## Extractive Summarization

Useful links:

* [Automatic summarising: factors and
directions (1999)](https://www.cl.cam.ac.uk/archive/ksj21/ksjdigipapers/summbook99.pdf) - newcomers to summarization should start here. Contains definitions and reviews different approaches and goals of summarization.
* [Text Summarization in Python: Extractive vs. Abstractive techniques revisited (2017)](https://rare-technologies.com/text-summarization-in-python-extractive-vs-abstractive-techniques-revisited/) - overview of summarization techniques in Python
* [Lectures on Summarization Techniques (2015?)](https://www.youtube.com/watch?v=N5N-HCUE3G4) from old Coursera NLP course - it describes many summarization techniques, emphasis on research, most of these techniques don't have implementations in Python
* [Centroid-based Text Summarization through Compositionality of Word Embeddings](http://www.aclweb.org/anthology/W17-1003) - interesting article on using word embeddings to replace Bag of Words representation of an older article. Has a remarkably [good implementation](https://github.com/gaetangate/text-summarizer) (it worked out of the box, which is uncommon for academic implementations, I just added setup.py to make it pip-installable).

## TextRank

## Notes

* **PyTextRank** - weird arcane API, doesn't expose simple function call as gensim/summa
* **sumy** - requires pipeline (doesn't just work on raw strings)
* **pyteaser** - only Python 2

In [30]:
import numpy as np
import pandas as pd
import requests

import gensim
import summa
import text_summarizer
import nltk

from sklearn.decomposition import PCA
from sklearn.preprocessing import StandardScaler
import matplotlib.pyplot as plt
%matplotlib inline

from termcolor import colored 

import bokeh.plotting
from bokeh.plotting import show
from bokeh.io import output_notebook
from bokeh.models import ColumnDataSource, LabelSet
from bokeh.plotting import figure, show, output_file
from bokeh.sampledata.periodic_table import elements
from bokeh.models import HoverTool

output_notebook()

from IPython.display import display, HTML

In [53]:
def summary_as_set(summary):
    return set(summary.split('\n'))


def jaccard_index(set1, set2):
    return len(set1.intersection(set2)) / len(set1.union(set2))

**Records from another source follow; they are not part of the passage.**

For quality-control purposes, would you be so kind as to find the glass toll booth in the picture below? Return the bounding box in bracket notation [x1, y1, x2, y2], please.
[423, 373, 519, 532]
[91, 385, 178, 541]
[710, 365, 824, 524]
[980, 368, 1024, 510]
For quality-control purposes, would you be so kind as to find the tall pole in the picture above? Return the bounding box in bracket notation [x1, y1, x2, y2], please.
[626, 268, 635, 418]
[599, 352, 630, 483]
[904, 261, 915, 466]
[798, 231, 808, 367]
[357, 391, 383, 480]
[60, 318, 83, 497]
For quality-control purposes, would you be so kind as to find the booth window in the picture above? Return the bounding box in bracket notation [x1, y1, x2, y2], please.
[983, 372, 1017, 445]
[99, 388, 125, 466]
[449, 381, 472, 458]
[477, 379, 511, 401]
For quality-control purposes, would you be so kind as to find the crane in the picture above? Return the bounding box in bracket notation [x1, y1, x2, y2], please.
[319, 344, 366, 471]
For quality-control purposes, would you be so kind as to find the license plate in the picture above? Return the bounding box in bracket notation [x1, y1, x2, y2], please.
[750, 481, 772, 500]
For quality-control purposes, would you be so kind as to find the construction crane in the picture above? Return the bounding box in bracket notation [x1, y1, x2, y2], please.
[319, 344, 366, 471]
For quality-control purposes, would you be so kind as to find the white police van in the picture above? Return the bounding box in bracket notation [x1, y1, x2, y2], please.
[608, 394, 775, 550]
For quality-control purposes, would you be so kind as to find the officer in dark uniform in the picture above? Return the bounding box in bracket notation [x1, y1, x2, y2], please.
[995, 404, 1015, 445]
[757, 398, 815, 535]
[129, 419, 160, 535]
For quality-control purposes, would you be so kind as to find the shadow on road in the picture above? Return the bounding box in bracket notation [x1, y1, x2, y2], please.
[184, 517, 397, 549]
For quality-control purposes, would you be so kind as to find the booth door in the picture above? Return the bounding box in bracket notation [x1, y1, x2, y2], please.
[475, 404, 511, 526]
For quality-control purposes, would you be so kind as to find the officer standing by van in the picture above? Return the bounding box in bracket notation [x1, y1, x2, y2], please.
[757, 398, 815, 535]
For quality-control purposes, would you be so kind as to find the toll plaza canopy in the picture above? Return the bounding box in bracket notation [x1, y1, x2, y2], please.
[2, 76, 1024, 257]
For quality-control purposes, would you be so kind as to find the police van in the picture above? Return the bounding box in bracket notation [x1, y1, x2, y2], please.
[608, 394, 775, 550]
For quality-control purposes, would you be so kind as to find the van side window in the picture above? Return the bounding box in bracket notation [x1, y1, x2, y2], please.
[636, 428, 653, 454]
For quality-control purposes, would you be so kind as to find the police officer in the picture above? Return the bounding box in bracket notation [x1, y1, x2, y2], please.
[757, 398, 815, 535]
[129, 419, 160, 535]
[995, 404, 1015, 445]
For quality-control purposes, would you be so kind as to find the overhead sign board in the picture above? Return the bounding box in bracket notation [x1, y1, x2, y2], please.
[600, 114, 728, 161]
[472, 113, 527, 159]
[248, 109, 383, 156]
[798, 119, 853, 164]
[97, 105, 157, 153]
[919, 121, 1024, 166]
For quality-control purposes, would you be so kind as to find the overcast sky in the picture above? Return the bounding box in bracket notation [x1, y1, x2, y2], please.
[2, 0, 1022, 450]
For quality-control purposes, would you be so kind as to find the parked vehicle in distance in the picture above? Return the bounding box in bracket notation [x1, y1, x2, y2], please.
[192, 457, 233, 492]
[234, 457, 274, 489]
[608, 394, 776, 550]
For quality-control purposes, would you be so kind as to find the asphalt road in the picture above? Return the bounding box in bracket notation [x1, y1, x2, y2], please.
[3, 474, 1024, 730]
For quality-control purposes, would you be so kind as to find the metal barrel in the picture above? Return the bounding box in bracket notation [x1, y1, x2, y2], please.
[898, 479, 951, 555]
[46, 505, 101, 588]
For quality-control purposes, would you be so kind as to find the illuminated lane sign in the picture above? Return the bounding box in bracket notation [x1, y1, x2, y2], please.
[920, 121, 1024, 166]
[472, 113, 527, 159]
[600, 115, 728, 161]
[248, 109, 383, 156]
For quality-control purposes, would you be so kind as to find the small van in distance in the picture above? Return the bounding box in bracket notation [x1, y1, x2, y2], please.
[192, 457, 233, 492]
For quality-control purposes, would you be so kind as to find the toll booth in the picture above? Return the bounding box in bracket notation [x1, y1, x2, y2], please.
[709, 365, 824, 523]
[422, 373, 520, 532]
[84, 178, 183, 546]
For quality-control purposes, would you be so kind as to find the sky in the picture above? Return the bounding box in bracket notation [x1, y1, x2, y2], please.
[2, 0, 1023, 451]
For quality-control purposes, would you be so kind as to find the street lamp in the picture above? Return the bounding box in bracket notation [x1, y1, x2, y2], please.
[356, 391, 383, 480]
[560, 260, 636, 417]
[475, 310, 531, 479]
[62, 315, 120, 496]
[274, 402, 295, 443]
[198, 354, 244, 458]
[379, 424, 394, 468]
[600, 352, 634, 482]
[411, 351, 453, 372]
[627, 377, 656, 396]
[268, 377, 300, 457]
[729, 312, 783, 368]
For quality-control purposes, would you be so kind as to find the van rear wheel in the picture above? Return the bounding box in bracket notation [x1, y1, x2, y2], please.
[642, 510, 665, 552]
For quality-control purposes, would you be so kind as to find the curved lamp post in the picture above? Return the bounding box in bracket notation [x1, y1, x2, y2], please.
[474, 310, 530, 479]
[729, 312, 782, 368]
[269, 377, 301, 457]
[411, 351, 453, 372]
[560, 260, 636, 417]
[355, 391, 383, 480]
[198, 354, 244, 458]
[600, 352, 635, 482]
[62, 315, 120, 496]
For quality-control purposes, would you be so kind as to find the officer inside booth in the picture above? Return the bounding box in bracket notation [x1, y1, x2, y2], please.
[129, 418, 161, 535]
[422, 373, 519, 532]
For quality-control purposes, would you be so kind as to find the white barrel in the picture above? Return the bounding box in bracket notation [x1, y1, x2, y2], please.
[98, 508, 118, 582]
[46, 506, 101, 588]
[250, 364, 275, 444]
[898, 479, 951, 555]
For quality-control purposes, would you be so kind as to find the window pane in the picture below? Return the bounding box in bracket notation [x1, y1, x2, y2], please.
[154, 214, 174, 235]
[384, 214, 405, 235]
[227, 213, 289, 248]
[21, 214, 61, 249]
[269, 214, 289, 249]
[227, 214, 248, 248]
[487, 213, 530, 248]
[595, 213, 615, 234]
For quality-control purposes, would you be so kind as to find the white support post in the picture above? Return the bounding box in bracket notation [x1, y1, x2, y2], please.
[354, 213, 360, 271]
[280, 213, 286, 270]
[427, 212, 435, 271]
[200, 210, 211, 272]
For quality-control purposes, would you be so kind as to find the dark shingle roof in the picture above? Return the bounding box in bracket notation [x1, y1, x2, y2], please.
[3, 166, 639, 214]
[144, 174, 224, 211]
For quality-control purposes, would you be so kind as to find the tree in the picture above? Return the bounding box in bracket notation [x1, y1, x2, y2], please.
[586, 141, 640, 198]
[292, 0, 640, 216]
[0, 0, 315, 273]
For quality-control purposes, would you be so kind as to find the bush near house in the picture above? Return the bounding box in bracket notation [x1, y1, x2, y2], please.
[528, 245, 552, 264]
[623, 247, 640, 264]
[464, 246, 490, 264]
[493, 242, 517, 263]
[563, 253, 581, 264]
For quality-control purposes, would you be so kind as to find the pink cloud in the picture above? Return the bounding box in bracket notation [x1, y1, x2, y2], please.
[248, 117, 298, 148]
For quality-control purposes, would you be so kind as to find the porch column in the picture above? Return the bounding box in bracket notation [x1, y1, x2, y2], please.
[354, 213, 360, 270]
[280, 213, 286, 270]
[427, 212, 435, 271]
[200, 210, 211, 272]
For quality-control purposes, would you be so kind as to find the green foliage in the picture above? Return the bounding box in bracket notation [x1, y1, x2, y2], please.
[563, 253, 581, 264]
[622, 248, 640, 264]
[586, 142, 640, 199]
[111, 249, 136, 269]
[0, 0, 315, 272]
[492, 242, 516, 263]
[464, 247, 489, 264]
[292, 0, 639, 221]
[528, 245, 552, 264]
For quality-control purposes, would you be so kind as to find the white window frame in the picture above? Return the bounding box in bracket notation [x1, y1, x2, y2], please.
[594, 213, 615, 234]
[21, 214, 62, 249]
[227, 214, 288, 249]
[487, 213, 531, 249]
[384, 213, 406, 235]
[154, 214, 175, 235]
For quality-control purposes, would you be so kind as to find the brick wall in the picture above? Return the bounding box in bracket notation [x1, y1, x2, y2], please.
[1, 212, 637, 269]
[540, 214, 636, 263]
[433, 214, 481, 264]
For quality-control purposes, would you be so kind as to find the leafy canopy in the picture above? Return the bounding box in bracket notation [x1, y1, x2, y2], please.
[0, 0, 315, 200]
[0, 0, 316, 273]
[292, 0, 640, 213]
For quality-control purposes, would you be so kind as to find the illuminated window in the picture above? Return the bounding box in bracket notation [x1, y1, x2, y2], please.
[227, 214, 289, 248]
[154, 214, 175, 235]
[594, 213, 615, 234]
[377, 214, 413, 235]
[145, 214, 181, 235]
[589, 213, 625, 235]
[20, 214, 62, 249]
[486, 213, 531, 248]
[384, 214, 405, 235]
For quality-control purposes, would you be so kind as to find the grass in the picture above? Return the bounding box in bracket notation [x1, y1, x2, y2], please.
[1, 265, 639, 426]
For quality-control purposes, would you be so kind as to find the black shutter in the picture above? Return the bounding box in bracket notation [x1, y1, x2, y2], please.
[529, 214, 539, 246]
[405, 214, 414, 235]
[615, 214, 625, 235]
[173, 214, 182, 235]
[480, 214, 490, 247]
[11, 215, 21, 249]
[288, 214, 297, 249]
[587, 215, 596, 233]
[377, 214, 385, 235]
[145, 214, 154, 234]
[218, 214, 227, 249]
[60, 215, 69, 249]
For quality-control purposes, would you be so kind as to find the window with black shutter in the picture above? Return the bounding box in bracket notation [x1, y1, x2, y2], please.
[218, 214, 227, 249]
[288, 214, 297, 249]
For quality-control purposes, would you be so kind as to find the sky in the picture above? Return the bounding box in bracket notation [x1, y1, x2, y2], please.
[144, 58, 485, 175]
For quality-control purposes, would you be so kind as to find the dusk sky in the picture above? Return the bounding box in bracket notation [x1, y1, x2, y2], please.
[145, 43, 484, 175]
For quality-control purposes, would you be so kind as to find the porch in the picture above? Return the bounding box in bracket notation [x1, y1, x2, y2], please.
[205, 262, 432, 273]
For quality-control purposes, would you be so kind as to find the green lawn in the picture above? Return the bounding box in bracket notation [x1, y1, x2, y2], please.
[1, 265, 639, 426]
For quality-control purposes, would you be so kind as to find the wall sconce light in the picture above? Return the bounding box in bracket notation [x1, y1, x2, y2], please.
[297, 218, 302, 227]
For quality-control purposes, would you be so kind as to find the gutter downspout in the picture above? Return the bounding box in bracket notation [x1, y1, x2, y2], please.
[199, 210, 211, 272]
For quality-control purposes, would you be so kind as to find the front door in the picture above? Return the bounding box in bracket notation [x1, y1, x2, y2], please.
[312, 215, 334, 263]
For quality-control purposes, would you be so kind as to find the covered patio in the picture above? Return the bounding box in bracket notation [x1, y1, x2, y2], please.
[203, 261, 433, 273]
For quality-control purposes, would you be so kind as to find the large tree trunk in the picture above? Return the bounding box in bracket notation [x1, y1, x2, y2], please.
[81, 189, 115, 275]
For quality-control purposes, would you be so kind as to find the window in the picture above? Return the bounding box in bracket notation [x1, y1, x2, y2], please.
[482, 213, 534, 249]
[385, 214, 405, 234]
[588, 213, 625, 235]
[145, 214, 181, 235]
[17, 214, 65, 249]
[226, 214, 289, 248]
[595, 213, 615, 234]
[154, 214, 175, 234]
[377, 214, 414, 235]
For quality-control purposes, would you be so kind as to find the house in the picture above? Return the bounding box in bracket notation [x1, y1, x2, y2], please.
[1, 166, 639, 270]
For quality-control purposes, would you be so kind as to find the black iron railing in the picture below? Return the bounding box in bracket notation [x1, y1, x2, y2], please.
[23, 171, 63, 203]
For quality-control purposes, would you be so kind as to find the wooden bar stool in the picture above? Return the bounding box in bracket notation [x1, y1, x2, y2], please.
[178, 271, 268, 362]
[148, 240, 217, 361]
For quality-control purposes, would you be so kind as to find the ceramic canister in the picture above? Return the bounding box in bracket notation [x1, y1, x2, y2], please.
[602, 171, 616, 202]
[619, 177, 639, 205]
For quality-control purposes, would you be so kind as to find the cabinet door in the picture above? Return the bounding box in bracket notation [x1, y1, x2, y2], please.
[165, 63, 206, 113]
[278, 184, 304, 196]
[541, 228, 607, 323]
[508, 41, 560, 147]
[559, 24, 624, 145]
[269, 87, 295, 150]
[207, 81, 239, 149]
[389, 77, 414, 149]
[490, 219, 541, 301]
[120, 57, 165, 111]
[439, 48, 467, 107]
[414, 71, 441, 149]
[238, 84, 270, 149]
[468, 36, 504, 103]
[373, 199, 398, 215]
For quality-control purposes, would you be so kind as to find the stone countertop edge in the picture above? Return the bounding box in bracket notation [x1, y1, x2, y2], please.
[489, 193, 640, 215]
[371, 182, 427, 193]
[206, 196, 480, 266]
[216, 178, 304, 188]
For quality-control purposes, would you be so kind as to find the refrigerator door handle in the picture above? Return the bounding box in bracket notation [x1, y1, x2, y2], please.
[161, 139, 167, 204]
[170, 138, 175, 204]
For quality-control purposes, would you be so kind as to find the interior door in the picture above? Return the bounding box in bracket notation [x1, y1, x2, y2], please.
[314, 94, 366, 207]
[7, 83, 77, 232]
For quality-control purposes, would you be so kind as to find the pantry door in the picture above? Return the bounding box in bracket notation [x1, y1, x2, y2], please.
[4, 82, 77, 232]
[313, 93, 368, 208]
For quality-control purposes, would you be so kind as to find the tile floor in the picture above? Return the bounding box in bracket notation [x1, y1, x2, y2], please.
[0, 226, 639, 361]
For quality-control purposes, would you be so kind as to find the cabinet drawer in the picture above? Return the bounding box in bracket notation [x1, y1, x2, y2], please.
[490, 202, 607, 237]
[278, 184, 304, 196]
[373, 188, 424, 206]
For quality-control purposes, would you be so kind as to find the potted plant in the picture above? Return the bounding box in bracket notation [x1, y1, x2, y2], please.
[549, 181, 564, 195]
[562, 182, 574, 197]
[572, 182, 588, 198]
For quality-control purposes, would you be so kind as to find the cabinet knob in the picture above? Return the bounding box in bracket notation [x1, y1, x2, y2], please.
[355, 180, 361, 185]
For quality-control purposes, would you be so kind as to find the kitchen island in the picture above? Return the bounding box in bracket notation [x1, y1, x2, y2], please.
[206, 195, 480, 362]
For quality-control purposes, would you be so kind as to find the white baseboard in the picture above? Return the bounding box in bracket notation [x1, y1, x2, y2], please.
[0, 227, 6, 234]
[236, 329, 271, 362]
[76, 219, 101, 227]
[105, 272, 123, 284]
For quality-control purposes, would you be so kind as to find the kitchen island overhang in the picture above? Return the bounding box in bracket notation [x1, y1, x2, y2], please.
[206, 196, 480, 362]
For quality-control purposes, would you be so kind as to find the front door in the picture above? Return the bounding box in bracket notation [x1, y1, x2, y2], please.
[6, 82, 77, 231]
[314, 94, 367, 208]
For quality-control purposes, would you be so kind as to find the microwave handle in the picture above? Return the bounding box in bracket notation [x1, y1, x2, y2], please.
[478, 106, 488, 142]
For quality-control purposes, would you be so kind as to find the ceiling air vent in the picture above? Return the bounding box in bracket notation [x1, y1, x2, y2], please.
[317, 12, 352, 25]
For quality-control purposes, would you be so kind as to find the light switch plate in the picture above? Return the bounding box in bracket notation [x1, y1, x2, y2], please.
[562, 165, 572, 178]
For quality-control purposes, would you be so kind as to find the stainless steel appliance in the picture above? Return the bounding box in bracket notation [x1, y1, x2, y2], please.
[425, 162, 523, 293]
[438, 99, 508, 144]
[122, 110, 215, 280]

def summary_jaccard_index(summary1, summary2):
    return jaccard_index(summary_as_set(summary1), summary_as_set(summary2))


def colorize_summary(text, summaries, colors=['red', 'green']):
    def colorize_sentence(sentence, summaries):
        for (i, summary) in enumerate(summaries):
            color = colors[i]
            if sentence in summary:
                return '<font color="{}">{}</font>'.format(color, sentence)
        return sentence
    
    text = text.replace('\r\n\r', 'SPECIAL')
    sentences = nltk.sent_tokenize(text)
    summaries_sentences = [set(nltk.sent_tokenize(summary)) for summary in summaries]
    
    colored_text = ''
    for sentence in sentences:
        colored_text += colorize_sentence(sentence, summaries)
        colored_text += '. '
    return colored_text.replace('SPECIAL', '<br>')

In [3]:
nltk.download('punkt')
nltk.download('stopwords')

[nltk_data] Downloading package punkt to /home/kuba/nltk_data...
[nltk_data]   Package punkt is already up-to-date!
[nltk_data] Downloading package stopwords to /home/kuba/nltk_data...
[nltk_data]   Package stopwords is already up-to-date!


True

Let's check out a couple of summarization methods on The Matrix synopsis which is conveniently available on gensim's page.

In [4]:
text = requests.get('http://rare-technologies.com/the_matrix_synopsis.txt').text

In [5]:
%%time

summa_summary= summa.summarizer.summarize(text, words=500)

CPU times: user 2.04 s, sys: 44.4 ms, total: 2.08 s
Wall time: 1.95 s


In [6]:
%%time

gensim_summary = gensim.summarization.summarize(text, word_count=500)

CPU times: user 1.77 s, sys: 51.8 ms, total: 1.82 s
Wall time: 1.66 s


In [7]:
summary_jaccard_index(summa_summary, gensim_summary)

0.3548387096774194

## Centroid-based summarization

In [8]:
centroid_bow_summarizer = text_summarizer.CentroidBOWSummarizer(preprocess_type='nltk')

In [9]:
centroid_bow_summary = centroid_bow_summarizer.summarize(text, limit=500)

In [10]:
%%time

embedding_model = text_summarizer.centroid_word_embeddings.load_gensim_embedding_model('glove-wiki-gigaword-50')

CPU times: user 19.3 s, sys: 200 ms, total: 19.5 s
Wall time: 20.4 s


In [11]:
centroid_word_embedding_summarizer = text_summarizer.CentroidWordEmbeddingsSummarizer(embedding_model, preprocess_type='nltk')

In [12]:
centroid_word_embedding_summary = centroid_word_embedding_summarizer.summarize(text, limit=500)

  uu = np.average(np.square(u), weights=w)


In [13]:
summary_jaccard_index(centroid_bow_summary, centroid_word_embedding_summary)

0.15384615384615385

In [54]:
display(
    HTML(colorize_summary(text, [centroid_word_embedding_summary, centroid_bow_summary]))
)